In the example above, if the Donors’ ages were instead 75 and 70 and they retained life interests, the value of the federal income tax charitable deduction would be $321,200. Further, if the Term Interest retained is for a period less than the Donors’ joint lives, the amount of their federal income tax charitable deduction will be increased. For example, if the Donors retained a Term Interest of 10 years, the federal income tax charitable deduction would be $382,830.

There will be no federal income or gift taxes payable when the residence is transferred, even
if it has appreciated in value over its original cost. A gift tax return must be filed for the year of the transfer. However, because of the charitable deduction, there will be no reduction of the tax exemption of $1,000,000 for federal gift taxes allowed to each of the Donors. In some states and counties, there may be a real estate transfer tax imposed when the Deed is recorded, based on the value of the charity’s interest. Philadelphia and the surrounding counties and the Commonwealth of Pennsylvania impose a realty transfer tax on the transfer based on the value of the charity’s interest.

If the residence is subject to a mortgage, the Donors would continue to make regular payments and would be entitled to a federal income tax deduction for the interest portion of such payments. In addition, since the mortgage reduces the value of their charitable deduction, they should be entitled to a further federal income tax charitable deduction for the principal portion of each payment. Similarly, if the Donors make capital improvements to the residence, they should be entitled to an additional federal income tax charitable deduction to the extent that the charity’s interest is enhanced.

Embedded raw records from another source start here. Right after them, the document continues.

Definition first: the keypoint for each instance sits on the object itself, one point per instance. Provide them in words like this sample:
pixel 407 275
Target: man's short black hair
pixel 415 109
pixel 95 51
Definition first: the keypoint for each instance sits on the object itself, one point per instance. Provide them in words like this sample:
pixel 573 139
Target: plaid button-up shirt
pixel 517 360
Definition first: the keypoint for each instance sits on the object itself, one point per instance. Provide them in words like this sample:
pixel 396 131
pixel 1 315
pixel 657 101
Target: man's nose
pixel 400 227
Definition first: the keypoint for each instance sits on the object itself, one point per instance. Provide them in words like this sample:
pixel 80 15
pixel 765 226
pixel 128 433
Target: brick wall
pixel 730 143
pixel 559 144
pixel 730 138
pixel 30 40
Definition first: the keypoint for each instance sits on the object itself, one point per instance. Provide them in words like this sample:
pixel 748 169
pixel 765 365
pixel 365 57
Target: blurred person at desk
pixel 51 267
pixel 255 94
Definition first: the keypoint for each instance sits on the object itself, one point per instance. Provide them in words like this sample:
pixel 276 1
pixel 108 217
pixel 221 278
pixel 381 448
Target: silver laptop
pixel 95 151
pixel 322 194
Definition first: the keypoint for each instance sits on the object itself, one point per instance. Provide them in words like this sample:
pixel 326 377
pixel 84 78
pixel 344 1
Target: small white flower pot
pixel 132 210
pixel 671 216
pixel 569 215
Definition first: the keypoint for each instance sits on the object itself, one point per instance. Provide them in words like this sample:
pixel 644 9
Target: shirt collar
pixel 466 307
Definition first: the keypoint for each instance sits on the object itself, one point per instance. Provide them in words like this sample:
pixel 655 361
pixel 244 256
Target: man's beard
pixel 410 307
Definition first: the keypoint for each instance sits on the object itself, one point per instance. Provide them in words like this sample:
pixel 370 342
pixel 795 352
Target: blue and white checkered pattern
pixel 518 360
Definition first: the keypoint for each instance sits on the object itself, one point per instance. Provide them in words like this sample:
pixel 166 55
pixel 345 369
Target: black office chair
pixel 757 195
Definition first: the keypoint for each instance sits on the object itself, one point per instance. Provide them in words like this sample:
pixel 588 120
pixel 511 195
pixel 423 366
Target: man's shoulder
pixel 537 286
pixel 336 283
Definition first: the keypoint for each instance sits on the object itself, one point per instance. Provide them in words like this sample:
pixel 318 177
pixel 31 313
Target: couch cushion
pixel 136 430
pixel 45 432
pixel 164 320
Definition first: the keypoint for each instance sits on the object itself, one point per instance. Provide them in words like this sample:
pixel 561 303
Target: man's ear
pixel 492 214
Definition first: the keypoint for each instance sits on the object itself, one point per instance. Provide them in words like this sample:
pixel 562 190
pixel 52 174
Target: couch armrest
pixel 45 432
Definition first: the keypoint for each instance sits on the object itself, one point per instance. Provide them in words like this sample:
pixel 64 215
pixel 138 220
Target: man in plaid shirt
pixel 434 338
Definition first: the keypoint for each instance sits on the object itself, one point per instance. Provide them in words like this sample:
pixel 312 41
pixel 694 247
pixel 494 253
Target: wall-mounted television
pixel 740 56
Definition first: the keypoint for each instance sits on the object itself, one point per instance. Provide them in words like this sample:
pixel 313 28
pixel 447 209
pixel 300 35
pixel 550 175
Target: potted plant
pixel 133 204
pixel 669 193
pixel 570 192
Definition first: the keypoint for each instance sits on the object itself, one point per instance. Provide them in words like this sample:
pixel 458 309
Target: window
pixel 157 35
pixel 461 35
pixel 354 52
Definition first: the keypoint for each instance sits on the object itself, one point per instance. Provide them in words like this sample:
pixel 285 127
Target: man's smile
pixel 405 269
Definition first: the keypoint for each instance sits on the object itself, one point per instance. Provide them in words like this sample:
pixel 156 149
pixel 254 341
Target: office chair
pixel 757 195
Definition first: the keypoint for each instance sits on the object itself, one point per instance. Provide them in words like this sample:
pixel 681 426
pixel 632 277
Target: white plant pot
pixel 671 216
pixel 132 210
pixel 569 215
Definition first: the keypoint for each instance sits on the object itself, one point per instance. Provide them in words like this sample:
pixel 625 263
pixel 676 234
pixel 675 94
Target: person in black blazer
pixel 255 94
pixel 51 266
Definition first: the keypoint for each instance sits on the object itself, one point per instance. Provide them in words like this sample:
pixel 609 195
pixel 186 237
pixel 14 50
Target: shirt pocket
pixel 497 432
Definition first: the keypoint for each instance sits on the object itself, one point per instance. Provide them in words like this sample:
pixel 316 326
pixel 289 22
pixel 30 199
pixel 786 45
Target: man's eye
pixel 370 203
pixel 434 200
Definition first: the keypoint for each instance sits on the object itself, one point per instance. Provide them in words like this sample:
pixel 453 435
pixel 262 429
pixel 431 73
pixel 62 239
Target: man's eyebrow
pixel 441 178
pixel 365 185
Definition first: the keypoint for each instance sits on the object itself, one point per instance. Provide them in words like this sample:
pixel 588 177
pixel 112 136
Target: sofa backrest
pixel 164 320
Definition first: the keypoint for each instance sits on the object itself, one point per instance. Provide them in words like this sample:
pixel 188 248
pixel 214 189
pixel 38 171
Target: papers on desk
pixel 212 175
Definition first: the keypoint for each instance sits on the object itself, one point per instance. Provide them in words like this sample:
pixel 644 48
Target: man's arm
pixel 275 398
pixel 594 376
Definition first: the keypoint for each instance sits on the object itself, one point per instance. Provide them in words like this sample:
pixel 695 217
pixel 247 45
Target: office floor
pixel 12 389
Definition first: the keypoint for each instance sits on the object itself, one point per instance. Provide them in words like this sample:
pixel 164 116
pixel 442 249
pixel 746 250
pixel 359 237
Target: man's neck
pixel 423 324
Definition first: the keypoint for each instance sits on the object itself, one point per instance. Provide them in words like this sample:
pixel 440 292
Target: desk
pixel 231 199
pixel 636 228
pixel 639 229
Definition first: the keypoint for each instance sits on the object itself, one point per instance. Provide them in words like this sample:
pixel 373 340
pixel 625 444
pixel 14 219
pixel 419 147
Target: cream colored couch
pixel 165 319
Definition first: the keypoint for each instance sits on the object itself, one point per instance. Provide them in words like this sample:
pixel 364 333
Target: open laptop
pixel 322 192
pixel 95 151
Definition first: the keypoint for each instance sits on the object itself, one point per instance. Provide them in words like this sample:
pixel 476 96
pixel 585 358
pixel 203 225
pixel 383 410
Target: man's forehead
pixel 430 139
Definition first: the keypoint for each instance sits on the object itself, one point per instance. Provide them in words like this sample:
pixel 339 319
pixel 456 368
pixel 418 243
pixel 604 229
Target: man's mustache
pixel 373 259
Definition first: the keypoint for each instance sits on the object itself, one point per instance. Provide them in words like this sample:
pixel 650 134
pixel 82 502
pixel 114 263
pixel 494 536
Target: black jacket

There will be no federal estate or Pennsylvania Inheritance tax payable by their estates upon the death of either Donor on account of the residence, because the interest of the surviving spouse will qualify for the marital deduction and the remainder to Bucks upon the death of the survivor will qualify for the charitable deduction. The effect of the plan is to remove the residence from the Donors’ estates for both federal and state death tax purposes.